According to Njerwa, since the Arzebejan agreement sets strong standards for a centralised carbon market under the UN, making it easy for countries like Malawi to benefit from climate action.

Despite LDCs’ contribution to tackling environmental degradation and climate change , they struggle to negotiate favorable financial returns on the carbon market. As a result, many countries missing out on the potential funds that could be reinvested into sustainable climate adaptation and mitigation projects.

One of the key challenges LDCs face in carbon trading markets is the lack of transparency and fair pricing. The carbon prices offered through these mechanisms often don’t reflect the true environmental and social value of the carbon being sequestered, particularly in small-scale initiatives like Msona’s forest protection. Additionally, the complexity of carbon credit certification processes, along with administrative costs, creates barriers for smallholders and rural communities to fully participate and benefit.

The LDCs are concerned that they often receive only a fraction of the financial benefits from carbon trading despite their efforts to reduce carbon emissions. The market has been slow to establish clear, workable rules for participation.

Njerwa said the Azerbaijan agreement makes it easier for LDCs to benefit from carbon trading.

“We have been advocating for a deal that will contribute to the reduction of carbon emissions and contribute to sustainable development and poverty reduction, and the Arzebejian agreement is in line with these aspirations,” he said.

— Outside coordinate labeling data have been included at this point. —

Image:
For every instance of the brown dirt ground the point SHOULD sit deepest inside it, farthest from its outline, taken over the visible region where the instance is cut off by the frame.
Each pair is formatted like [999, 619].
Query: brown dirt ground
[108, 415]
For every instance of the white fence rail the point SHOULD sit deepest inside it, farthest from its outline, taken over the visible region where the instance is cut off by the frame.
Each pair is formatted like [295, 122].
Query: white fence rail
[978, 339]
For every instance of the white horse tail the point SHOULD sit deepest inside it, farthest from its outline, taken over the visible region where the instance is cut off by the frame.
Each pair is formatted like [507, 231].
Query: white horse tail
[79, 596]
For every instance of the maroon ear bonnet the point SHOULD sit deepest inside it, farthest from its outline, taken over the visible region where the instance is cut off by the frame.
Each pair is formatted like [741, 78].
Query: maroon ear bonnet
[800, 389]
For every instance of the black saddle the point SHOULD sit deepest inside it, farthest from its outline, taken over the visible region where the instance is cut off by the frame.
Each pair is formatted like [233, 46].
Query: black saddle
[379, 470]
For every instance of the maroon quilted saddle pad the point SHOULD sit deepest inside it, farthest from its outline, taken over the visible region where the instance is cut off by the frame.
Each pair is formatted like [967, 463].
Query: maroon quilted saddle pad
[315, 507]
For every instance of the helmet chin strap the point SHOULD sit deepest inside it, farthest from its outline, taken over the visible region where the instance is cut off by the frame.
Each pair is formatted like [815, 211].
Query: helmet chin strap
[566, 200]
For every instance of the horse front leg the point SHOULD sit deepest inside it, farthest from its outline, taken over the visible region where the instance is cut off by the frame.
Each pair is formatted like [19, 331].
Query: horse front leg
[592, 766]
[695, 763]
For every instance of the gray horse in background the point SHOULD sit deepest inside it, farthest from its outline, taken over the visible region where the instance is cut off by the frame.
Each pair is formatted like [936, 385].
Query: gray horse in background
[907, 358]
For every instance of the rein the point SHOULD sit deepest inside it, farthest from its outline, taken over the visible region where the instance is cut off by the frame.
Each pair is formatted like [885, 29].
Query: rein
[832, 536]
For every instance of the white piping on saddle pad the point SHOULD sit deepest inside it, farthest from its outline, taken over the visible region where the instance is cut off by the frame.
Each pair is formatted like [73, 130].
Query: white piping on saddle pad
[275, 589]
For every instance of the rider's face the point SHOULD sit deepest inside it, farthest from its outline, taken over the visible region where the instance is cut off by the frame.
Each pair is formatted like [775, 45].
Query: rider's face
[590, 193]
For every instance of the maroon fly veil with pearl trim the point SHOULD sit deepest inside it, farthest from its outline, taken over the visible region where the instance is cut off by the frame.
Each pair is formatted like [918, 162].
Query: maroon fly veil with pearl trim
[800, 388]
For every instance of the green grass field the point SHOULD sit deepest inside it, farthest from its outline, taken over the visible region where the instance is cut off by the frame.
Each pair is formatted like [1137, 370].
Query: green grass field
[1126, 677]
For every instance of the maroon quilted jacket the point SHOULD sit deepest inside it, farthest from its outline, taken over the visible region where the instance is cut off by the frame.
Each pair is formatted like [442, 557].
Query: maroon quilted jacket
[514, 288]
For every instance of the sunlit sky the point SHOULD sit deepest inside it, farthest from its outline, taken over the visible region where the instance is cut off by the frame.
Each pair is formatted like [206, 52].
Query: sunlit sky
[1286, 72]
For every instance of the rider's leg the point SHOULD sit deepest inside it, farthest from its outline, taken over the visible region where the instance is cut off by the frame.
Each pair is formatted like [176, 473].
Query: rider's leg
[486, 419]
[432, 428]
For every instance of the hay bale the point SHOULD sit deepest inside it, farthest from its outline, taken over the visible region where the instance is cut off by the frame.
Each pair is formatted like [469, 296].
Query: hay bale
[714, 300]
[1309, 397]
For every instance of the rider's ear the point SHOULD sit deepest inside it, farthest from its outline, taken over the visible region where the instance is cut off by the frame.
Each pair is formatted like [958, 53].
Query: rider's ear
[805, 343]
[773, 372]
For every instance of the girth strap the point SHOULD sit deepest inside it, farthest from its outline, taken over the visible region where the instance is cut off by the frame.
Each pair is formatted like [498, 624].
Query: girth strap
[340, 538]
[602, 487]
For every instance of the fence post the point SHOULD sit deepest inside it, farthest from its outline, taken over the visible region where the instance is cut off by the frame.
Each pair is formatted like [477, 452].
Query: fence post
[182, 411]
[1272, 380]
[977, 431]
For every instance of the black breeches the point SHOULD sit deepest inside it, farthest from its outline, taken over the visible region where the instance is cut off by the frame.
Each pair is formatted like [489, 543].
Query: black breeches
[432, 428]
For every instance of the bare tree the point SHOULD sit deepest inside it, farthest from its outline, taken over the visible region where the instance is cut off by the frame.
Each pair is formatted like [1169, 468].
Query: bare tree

Last September, LDCs called for the establishment of a fair and transparent carbon market framework that reflects their needs and the contributions they make to global emissions reductions.

A transparent carbon trading system could ensure that carbon credits are properly accounted for and that LDCs receive their fair share of the economic benefits.

“Without clear guidelines and systems for accountability, LDCs risk being sidelined in the global carbon markets,” said Njewa.

According to the CoP29 presidency, finalising the full operationalisation of Article 6 negotiations could reduce the cost of implementing national climate plans by $250 billion per year by enabling cooperation across borders.